HTC’s proposed failsafe: You can split your key among three to five people you trust, all of whom will need to download an app for this to work. You won’t need their help to assign transactions, but you will if you lose your phone. “It revolves around this fundamental principle of users owning their keys. I do want to stress that this is a very, very difficult problem. People aren’t used to owning their keys. People are used to calling up Apple or Google,” says Chen.

Putting that power in the hands of users and their friends is certainly in line with the HTC Exodus philosophy. But it also raises several immediate flags: What if you have a falling out with one of those friends, or they get a new phone, or delete the app, or die? Does the backup have a backup?

Not yet. “This is the 1.0 version,” Chen says. “There are other backup plans that we’ve thought of, but they’re not part of the solution yet.”

That sounds dire, but it’s at least something.

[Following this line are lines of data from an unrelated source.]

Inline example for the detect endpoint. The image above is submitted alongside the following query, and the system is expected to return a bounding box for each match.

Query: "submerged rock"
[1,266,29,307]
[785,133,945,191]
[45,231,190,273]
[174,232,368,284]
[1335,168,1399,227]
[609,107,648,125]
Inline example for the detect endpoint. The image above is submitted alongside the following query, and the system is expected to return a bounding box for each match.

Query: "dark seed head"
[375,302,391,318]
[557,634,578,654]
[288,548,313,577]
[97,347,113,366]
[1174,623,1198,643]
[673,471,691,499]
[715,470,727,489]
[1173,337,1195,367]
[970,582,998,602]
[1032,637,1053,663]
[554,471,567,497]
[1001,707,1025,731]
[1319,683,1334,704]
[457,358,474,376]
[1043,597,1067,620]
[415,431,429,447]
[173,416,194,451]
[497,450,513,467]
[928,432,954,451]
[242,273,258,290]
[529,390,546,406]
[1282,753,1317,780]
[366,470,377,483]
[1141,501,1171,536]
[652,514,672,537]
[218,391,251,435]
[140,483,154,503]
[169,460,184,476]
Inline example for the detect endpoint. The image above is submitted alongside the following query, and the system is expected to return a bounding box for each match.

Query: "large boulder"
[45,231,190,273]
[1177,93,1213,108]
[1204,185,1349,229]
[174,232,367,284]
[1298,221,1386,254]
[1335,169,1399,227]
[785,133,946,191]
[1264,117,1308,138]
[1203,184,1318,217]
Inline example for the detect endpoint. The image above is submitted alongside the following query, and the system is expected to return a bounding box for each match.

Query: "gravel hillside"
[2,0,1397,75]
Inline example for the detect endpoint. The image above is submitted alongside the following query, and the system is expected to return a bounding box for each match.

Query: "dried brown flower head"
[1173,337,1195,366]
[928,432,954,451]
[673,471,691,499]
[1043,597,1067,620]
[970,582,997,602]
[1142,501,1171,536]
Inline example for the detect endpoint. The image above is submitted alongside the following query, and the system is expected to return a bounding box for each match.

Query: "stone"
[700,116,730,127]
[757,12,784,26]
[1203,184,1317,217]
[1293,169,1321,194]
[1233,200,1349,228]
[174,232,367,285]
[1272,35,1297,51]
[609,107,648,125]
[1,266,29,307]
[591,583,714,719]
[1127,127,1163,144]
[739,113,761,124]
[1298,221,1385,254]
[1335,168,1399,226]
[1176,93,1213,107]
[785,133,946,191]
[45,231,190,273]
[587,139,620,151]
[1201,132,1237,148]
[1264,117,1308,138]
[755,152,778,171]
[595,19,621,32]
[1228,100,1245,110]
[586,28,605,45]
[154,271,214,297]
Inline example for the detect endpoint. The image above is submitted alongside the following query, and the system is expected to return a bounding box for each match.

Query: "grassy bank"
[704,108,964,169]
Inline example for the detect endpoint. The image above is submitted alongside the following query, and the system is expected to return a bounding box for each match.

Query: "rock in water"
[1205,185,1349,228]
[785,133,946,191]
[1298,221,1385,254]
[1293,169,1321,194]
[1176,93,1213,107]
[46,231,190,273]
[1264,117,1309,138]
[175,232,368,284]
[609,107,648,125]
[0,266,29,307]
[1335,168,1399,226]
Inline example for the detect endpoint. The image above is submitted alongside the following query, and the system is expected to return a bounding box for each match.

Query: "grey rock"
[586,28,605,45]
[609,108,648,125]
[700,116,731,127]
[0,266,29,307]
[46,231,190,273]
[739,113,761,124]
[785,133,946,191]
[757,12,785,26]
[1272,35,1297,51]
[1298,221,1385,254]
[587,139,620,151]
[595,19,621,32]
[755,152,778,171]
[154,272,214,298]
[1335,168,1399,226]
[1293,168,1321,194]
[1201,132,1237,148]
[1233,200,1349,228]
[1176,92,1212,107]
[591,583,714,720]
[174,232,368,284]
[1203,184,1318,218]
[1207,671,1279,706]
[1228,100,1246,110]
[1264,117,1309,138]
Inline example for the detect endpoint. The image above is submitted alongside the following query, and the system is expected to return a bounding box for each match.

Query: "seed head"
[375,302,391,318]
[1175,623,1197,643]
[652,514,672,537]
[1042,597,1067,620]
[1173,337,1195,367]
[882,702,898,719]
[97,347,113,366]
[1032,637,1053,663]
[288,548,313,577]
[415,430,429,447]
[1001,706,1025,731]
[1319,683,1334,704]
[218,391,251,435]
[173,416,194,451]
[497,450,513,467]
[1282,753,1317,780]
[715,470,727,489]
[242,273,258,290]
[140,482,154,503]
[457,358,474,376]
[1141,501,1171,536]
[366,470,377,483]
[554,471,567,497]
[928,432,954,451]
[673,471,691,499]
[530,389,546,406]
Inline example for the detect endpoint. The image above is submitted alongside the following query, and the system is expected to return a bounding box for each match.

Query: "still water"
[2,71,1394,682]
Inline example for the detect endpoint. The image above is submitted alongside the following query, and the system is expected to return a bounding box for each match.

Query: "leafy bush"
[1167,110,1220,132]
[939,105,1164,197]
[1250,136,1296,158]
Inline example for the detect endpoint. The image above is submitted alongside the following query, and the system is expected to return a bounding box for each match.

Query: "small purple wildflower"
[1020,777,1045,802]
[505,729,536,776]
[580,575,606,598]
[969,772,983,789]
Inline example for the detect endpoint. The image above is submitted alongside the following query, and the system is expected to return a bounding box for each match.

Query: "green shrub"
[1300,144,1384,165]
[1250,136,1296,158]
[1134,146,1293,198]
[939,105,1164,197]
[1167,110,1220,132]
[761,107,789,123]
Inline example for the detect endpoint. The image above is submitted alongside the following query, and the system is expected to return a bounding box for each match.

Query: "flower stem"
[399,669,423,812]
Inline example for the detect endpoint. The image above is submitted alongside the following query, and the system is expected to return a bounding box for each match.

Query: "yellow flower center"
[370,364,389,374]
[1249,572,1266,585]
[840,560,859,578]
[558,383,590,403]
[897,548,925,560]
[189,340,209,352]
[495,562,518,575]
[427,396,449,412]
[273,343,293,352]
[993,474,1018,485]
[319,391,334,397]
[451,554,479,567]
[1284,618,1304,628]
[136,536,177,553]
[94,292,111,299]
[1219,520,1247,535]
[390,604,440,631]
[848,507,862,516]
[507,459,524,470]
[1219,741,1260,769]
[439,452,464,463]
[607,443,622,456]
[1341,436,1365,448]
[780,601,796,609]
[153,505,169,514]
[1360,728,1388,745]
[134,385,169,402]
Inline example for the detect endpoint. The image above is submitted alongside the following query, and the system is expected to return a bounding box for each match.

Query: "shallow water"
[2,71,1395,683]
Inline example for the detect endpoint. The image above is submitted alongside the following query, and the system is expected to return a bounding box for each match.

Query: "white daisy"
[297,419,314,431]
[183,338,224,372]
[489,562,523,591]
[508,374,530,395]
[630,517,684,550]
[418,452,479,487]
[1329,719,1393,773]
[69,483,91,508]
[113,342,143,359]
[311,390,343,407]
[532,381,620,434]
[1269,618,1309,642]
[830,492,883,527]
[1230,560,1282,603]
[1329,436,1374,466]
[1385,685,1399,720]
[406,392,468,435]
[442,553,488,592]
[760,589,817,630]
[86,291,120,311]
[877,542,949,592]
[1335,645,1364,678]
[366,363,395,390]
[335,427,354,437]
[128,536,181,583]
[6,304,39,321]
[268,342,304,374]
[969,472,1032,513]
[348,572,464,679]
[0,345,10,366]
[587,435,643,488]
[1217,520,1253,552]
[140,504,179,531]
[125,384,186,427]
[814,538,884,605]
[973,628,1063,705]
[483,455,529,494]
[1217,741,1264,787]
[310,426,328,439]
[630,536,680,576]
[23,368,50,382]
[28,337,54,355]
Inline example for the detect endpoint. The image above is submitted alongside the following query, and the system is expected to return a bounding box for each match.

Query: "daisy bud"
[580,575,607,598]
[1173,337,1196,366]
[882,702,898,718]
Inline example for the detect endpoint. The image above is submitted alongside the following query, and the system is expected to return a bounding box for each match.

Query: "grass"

If you find yourself in a comparable situation with a cold storage wallet—or the Sirin Labs Finney blockchain phone—you generally have no options at all.

Plenty of questions remain about the HTC Exodus, especially regarding the company's long-term vision of revolutionizing how people relate not just to their cryptocurrencies, but their data and identity. HTC may still be figuring out how the blockchain smartphone will change the world. But at least it has some answers as to how to make it safe.